Most of this small pit mining was done by the Hummel family in the 1930 - 1960 period. For reasons too complex to get into here they had a need to keep their mining out of the public eye so they used small teams of Mexican laborers to dig by hand. The method was to remove all the overburden in a 6 - 10 foot circle without processing then working the pay gravel with water.
All that overburden had considerable gold in it but was discarded willy nilly. In the Greaterville gulches the gold is often spotty and random. Partially because of the way the overburden was scattered and partially because the locals know to look for a rich spot on the surface, work it until it plays out, and then move on to sample, sample, sample until they find another surface concentration. If the locals have worked a spot it will appear barren while a few feet away you may find good gold in a small area.
In the gulches it rarely pays to try to reach bedrock. There are still some of the rich bedrock level gravels left but finding where those unworked gravels are is an exercise in futility. In the gulches the most productive method is to pan sample the surface in a 6 foot or so grid until you find a rich spot, work that spot with water until the pay ends and start sampling again.

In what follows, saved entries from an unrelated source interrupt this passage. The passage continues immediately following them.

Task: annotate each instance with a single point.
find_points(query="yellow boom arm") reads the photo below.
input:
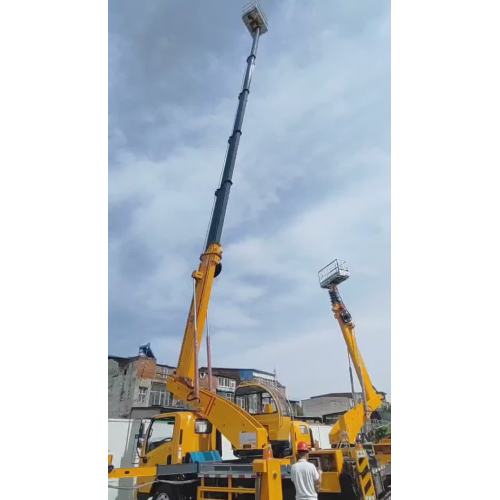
(242, 430)
(350, 424)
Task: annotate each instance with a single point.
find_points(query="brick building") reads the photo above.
(136, 385)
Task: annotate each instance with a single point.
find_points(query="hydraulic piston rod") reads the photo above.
(222, 193)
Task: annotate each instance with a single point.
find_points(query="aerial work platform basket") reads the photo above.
(254, 17)
(333, 274)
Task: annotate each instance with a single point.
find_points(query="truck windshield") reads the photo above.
(161, 432)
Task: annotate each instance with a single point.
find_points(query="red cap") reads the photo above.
(302, 446)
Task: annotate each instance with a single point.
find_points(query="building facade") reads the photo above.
(137, 382)
(137, 385)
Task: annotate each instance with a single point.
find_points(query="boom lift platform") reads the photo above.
(355, 423)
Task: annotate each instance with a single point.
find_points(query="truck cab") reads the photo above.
(171, 438)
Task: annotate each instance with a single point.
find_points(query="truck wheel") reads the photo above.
(161, 495)
(164, 492)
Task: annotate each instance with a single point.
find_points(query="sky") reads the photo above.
(311, 182)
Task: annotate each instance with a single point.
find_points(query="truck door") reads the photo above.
(158, 446)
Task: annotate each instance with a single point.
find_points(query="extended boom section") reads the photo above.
(244, 432)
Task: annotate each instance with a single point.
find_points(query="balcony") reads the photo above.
(160, 398)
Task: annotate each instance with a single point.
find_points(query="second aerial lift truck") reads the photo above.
(355, 425)
(179, 456)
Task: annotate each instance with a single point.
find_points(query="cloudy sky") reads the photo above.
(311, 183)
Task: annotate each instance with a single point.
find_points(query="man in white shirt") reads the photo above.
(305, 476)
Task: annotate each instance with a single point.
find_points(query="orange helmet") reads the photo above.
(302, 446)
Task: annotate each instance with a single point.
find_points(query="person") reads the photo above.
(305, 477)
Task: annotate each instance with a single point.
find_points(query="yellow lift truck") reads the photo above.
(355, 425)
(180, 456)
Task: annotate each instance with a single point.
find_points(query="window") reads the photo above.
(227, 383)
(160, 432)
(202, 427)
(161, 372)
(143, 392)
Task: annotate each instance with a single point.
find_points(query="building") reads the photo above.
(136, 385)
(137, 382)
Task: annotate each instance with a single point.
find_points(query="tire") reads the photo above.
(163, 493)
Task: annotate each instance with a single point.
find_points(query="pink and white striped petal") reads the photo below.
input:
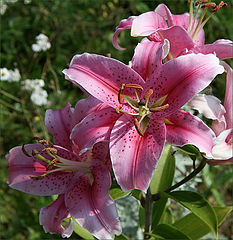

If you are interested in working bedrock there are a few areas up on the ridges that produce good gold on bedrock but as I'm sure you know solid bedrock is a few feet down through rotten shaley rock. That stuff is tough to work and process with anything but a metal detector. The largest nuggets in the southwest are found on those ridges but they have been detected by the best. A tough act to follow unless you are a master detectorist.
Greaterville is a difficult deposit to prospect. Great gold but if you try to use conventional prospecting logic you will be left scratching your head. Add that to the fact that water is scarce and drywashing is futile and you end up with a lot of confused and frustrated prospectors. Study the history of the mining methods there and you will have much more productive prospecting trips.